Had Kim Jong il not died, it is probable that a general amnesty would be in the cards to mark the centenary of his father.
Saying this, the announcement marks a promising new direction in the DPRK. The foreign press will seize on this news with a good dollop of cynicism and comic relief befitting 'doubting Thomases'. Already the Pyongyang watchers have already picked up hints of slight movement of the economy towards embracing a market orientation but at a pace and a degree of comfort that the North Koreans themselves desire. [This trend is hardly new: Rudiger Frank, early on in the 1990s, pointed to the existence of savvy economists who were slowly encouraging the North Korean economy towards reform, and that at a time when everyone in the US, South Korea, and Europe were waiting for the crumbling of the DPRK. Didn't happen though to their general disappointment.]
North Korean watchers have been quick to stress that Kim Jong eun's physical appearance has been altered to resemble his grandfather, a man much revered 16 years after his death. Be that as it may, the 'young general' has a winning smile and appears to fit easily into his new role as a hand fits into a glove.
And at the beginning of his 'reign', he has the advantage of bringing new wine to old bottles. However, he also has to defend his country against the hostile intentions of the US and South Korea who want nothing better than regime change in the North. He is a general of an a million man army or more who is on the 'qui vive' since it is in a state of war in Korea which has never been formerly ended by a peace treaty but only frozen in time by a 1953 armistice. He is the leader of a country hit by the vagaries of global warming: floods, heavy rains, bad weather that have ruined North Korea's agriculture, and at the same time, that has seen the malicious tying of denial of food aid by the US, the EU, Australia, and South Korea to unacceptable political demands, a coordinated policy whose ultimate aim is to starve North Korea into submission.

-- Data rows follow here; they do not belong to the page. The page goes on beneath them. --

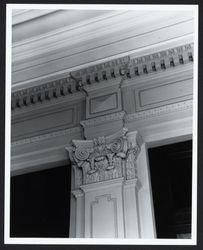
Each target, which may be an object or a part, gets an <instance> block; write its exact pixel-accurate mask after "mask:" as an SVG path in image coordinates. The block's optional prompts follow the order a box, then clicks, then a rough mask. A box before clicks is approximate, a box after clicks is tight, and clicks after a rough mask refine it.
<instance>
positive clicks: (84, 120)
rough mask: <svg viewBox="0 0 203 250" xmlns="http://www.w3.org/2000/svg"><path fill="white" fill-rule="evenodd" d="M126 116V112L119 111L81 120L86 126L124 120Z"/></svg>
mask: <svg viewBox="0 0 203 250" xmlns="http://www.w3.org/2000/svg"><path fill="white" fill-rule="evenodd" d="M124 116H125V112H124V111H122V112H118V113H113V114H109V115H103V116H98V117H95V118H91V119H88V120H84V121H81V122H80V124H81V125H82V126H83V127H84V128H87V127H92V126H96V125H100V124H103V123H106V122H111V121H118V120H123V119H124Z"/></svg>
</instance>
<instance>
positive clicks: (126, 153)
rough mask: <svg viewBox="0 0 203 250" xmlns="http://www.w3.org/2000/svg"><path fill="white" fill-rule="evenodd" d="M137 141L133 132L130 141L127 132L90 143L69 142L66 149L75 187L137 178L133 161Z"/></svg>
mask: <svg viewBox="0 0 203 250" xmlns="http://www.w3.org/2000/svg"><path fill="white" fill-rule="evenodd" d="M140 147H141V139H140V138H139V136H138V135H137V133H136V136H135V138H134V139H133V140H132V139H130V138H129V137H128V130H127V129H126V128H123V129H122V130H121V131H119V132H118V133H116V134H114V135H111V136H107V137H104V136H102V137H98V138H95V139H93V140H73V141H72V148H67V150H68V151H69V155H70V159H71V162H72V165H73V168H74V175H75V188H79V187H80V186H81V185H85V184H90V183H95V182H101V181H107V180H112V179H117V178H121V177H124V179H125V180H130V179H135V178H137V169H136V159H137V156H138V154H139V152H140Z"/></svg>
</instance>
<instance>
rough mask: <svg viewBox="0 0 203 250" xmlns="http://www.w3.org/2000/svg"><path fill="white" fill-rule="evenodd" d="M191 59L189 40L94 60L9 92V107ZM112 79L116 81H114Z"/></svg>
mask: <svg viewBox="0 0 203 250" xmlns="http://www.w3.org/2000/svg"><path fill="white" fill-rule="evenodd" d="M192 62H193V43H191V44H185V45H182V46H178V47H175V48H171V49H167V50H164V51H160V52H157V53H153V54H149V55H145V56H141V57H137V58H135V57H134V56H132V55H129V56H125V57H121V58H118V59H115V60H111V61H108V62H104V63H101V64H97V65H95V66H91V67H87V68H84V69H81V70H78V71H73V72H71V75H72V76H73V77H71V75H70V73H69V75H68V76H67V77H64V78H62V79H58V80H56V81H53V82H48V83H46V84H42V85H40V86H35V87H30V88H25V89H22V90H20V91H14V92H13V93H12V110H16V109H19V108H22V107H23V108H28V107H29V106H32V107H33V106H34V104H41V103H44V102H45V101H47V100H49V101H52V100H55V99H56V98H60V97H64V96H68V97H69V98H71V99H74V94H76V93H79V92H82V90H84V88H86V89H96V88H98V87H99V86H100V85H101V86H102V84H103V86H105V83H106V82H109V81H110V82H113V83H114V81H113V80H115V79H116V78H119V79H120V78H121V77H122V79H123V80H125V79H132V78H135V79H140V78H142V77H143V76H146V75H150V74H152V73H155V72H157V73H160V74H161V73H162V72H165V71H167V70H169V69H170V70H171V69H172V68H176V69H177V68H178V67H179V66H180V65H181V66H183V65H187V64H189V63H192ZM115 82H116V81H115Z"/></svg>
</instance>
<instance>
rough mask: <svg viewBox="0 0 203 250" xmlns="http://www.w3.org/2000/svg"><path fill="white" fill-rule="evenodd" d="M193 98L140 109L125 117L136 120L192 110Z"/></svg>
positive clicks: (128, 121)
mask: <svg viewBox="0 0 203 250" xmlns="http://www.w3.org/2000/svg"><path fill="white" fill-rule="evenodd" d="M192 107H193V100H187V101H183V102H177V103H173V104H169V105H165V106H161V107H158V108H152V109H148V110H144V111H139V112H136V113H133V114H127V115H126V117H125V122H134V121H137V120H143V119H147V118H150V117H156V116H161V115H166V114H168V113H171V112H177V111H182V110H192Z"/></svg>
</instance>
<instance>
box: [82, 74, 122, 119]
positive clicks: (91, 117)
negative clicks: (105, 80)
mask: <svg viewBox="0 0 203 250" xmlns="http://www.w3.org/2000/svg"><path fill="white" fill-rule="evenodd" d="M120 83H121V78H119V79H115V80H113V81H107V82H106V83H105V84H104V85H103V87H102V88H100V89H99V91H98V88H95V87H96V86H94V87H93V88H91V86H90V87H88V88H86V90H87V92H88V96H87V97H86V119H89V118H93V117H98V116H101V115H106V114H110V113H115V112H119V111H121V110H122V103H121V90H120ZM98 87H99V86H98Z"/></svg>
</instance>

Yet, like his father, Kim Jong eun will nonetheless seek talks with the US with no preconditions which for ideological reasons is an anathema to the White House.
Still, the announcement of a general prisoner amnesty is a welcome sign. It should alert Washington and Seoul and Tokyo and Canberra and other western nations that business is not going to be conducted in old ways. And these capitols no longer have an excuse in taking refuge in wooden language that they had not seen change coming, reinforcing the stereotype that North Korea is unpredictable, they only have themselves to blame for their own blindness and deafness to change.